As the summit meeting of the North Atlantic Treaty Organization ended in Wales, a plan to come to the aid of its Eastern European member nations and Ukraine emerged. President Obama made it clear at the closing press conference that “actions have consequences,” referring to Russia’s overreach in Ukraine and that the organization would protect its Eastern Europe members. Essentially, NATO agreed to create a “rapid-reaction force” that would place permanent troops in Eastern Europe and increase military cooperation with Ukraine.
This agreement builds international cooperation and protection for Ukraine and the other Balkan countries while attempting to discourage Russia from any further action.
The Vulnerable Baltic States
When it comes to the situation in Ukraine, there are many reasons why the NATO coalition has formed a strong stance against Russia. With the Cold War still fresh in the former Soviet states’ mind, the resurgence of Russia’s power and influence in the region is nothing to bat an eyelash at. Most of the Balkan states are a mere 24 years old and they are all still growing and maturing into stable nations. As seen in Ukraine, these nations are vulnerable to Russia’s influence and force especially because these former Soviet states still have Russian influence within their culture and language. Among other things, Russian culture was cited as the reason for the annexation of Crimea, and with Russian still spoken in Latvia and Estonia, the threat is clear.
So then why has Ukraine been the only country to succumb to the Russians? The answer is complex, but can be explained in part by NATO. In 2001 and 2002 as a part of a NATO expansion effort, the alliance admitted Romania, Bulgaria, Slovenia, Slovakia, Lithuania, Latvia, and Estonia. After meeting certain guidelines, these Baltic countries entered into the NATO alliance and gained the protection of the NATO allies.

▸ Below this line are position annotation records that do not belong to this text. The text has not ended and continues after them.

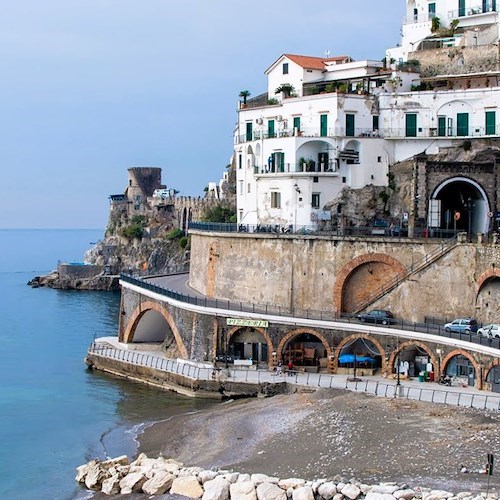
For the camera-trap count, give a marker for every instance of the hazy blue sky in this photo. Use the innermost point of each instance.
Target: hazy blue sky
(89, 88)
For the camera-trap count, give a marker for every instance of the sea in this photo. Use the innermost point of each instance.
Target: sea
(54, 413)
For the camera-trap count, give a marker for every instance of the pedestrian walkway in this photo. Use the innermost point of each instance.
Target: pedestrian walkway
(432, 392)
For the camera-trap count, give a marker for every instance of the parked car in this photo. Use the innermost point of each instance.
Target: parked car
(490, 331)
(461, 325)
(377, 316)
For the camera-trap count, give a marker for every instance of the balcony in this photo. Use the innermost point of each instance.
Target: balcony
(316, 169)
(435, 133)
(259, 135)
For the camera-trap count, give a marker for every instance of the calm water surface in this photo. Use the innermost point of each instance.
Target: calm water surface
(56, 415)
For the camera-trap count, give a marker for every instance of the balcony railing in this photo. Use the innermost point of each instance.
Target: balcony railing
(473, 11)
(329, 167)
(258, 135)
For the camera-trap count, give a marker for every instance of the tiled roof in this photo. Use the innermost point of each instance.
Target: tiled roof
(308, 62)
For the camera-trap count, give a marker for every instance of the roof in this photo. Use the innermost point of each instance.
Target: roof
(310, 62)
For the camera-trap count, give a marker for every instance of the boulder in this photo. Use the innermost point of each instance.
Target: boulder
(263, 478)
(243, 490)
(351, 491)
(189, 486)
(303, 493)
(160, 483)
(327, 490)
(132, 483)
(96, 474)
(291, 483)
(216, 489)
(207, 475)
(111, 485)
(269, 491)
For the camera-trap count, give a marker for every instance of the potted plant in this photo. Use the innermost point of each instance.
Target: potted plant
(244, 94)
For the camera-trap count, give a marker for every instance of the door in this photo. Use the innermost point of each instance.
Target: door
(461, 8)
(441, 126)
(490, 125)
(323, 132)
(411, 125)
(462, 124)
(349, 125)
(270, 128)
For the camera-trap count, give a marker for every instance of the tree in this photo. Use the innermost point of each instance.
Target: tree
(244, 94)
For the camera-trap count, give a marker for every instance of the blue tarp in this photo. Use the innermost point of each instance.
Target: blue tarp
(349, 358)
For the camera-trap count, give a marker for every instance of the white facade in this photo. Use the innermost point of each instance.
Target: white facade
(474, 16)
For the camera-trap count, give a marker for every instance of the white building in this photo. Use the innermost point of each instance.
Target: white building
(329, 123)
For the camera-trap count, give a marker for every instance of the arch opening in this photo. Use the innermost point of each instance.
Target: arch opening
(459, 204)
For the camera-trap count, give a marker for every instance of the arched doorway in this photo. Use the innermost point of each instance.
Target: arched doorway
(459, 204)
(359, 355)
(305, 350)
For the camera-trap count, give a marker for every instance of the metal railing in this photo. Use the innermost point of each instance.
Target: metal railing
(317, 380)
(456, 398)
(298, 313)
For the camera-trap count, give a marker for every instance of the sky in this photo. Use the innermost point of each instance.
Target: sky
(90, 88)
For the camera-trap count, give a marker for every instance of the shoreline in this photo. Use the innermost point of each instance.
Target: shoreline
(336, 433)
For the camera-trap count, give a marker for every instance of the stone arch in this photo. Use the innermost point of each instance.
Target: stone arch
(348, 270)
(294, 333)
(403, 345)
(262, 331)
(354, 337)
(128, 336)
(468, 355)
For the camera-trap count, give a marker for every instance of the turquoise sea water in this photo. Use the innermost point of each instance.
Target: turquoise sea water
(54, 414)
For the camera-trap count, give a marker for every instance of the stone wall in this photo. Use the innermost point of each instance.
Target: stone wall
(326, 273)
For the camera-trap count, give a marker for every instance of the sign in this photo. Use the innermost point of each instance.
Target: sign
(256, 323)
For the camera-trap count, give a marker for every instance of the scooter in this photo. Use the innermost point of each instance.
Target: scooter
(445, 380)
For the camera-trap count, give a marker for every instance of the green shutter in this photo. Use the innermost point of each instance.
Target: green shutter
(349, 125)
(442, 126)
(490, 122)
(411, 125)
(323, 126)
(270, 128)
(462, 124)
(249, 131)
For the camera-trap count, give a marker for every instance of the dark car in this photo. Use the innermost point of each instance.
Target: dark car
(377, 316)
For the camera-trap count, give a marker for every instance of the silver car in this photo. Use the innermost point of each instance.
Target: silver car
(491, 331)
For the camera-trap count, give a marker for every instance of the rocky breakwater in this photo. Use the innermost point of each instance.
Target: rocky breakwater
(162, 475)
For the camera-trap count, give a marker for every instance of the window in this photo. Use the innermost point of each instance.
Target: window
(275, 199)
(349, 125)
(490, 125)
(462, 124)
(315, 200)
(270, 128)
(249, 133)
(296, 123)
(323, 124)
(411, 125)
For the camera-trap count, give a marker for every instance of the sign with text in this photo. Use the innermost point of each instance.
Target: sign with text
(255, 323)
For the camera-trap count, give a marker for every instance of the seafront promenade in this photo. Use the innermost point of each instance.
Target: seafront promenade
(219, 378)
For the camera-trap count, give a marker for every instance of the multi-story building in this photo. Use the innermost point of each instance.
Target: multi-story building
(329, 123)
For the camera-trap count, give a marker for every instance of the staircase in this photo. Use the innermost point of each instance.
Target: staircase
(390, 285)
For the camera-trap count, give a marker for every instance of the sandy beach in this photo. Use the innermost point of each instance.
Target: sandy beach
(337, 434)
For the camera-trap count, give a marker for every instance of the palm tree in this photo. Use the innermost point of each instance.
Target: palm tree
(285, 88)
(244, 94)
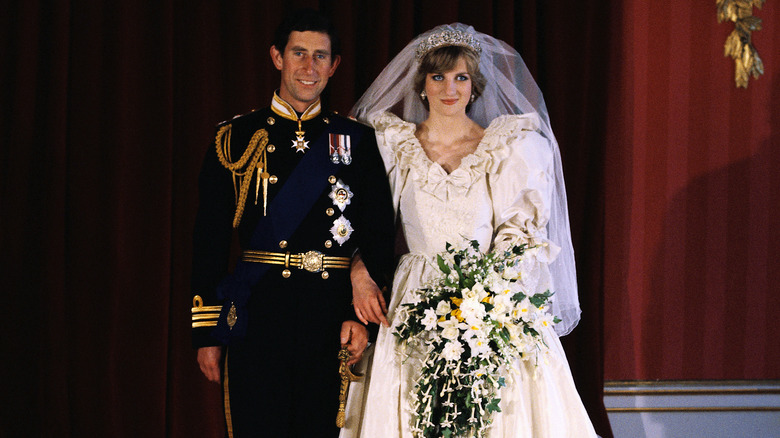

This protection provided reassurance to the Baltic States that they were free to continue developing into strong and independent nations. In addition, the expansion provided the countries a seat on the international stage where they could discuss and act upon issues affecting their country, region and the world.
However, Ukraine was not apart of the expansion package because of its deep seeded political corruption. Earlier this year we saw this corruption first-hand as former President Viktor Yanukovych was driven from power after a failed trade deal with the European Union led to protests and violent events. It was revealed that President Yanukovych was living a life of luxury in an opulent mansion while his country was facing hardships, including lack of economic growth, government mismanagement and lack of opportunities for the Ukrainian people.
As Russian forces and pro-Russian rebels eventually overtook the Crimean peninsula and continue to fight today, its easy to speculate if admittance into NATO would have provided protection to Ukraine and discouraged Putin from entering Crimea in the first place. As other Eastern European nations gain the confidence from NATO’s summit announcement that Russia will not assert its power in their countries, Ukraine remains entrenched in a battle against Russia and pro-Russian forces.
What is in it for NATO and the US?
Besides the obligations to defend its member nations, this strategic effort to protect against Russia’s overreach also has hidden benefits for the alliance and the United States. NATO has long been waning in power and has been somewhat lifeless as it has struggled to find its place in the changing and challenging international scene. The new presence in Eastern Europe establishes a concrete path for the group to follow and allows NATO, including the US, to follow through on their calls for Russia to back down its aggression against Ukraine.
It’s certain that without NATO, President Obama would not be able to bring assurance to Eastern Europe or bring troops into the region to protect Ukraine. With NATO leading the charge, Obama is able to act on his foreign policy without committing American troops to lead the campaign. This is evidence of America’s retreat as the world’s leader by default and move toward the need for collective and united military action.
After two failed wars in the Middle East and a poor image in the international community, this is an important step for the United States and NATO and its leaders should be commended. This diplomatic and united foreign policy engages more than war-tired America and focuses on providing assistance to Eastern Europe and collectively shows Russia that it needs to end its overreaching actions in the Ukraine.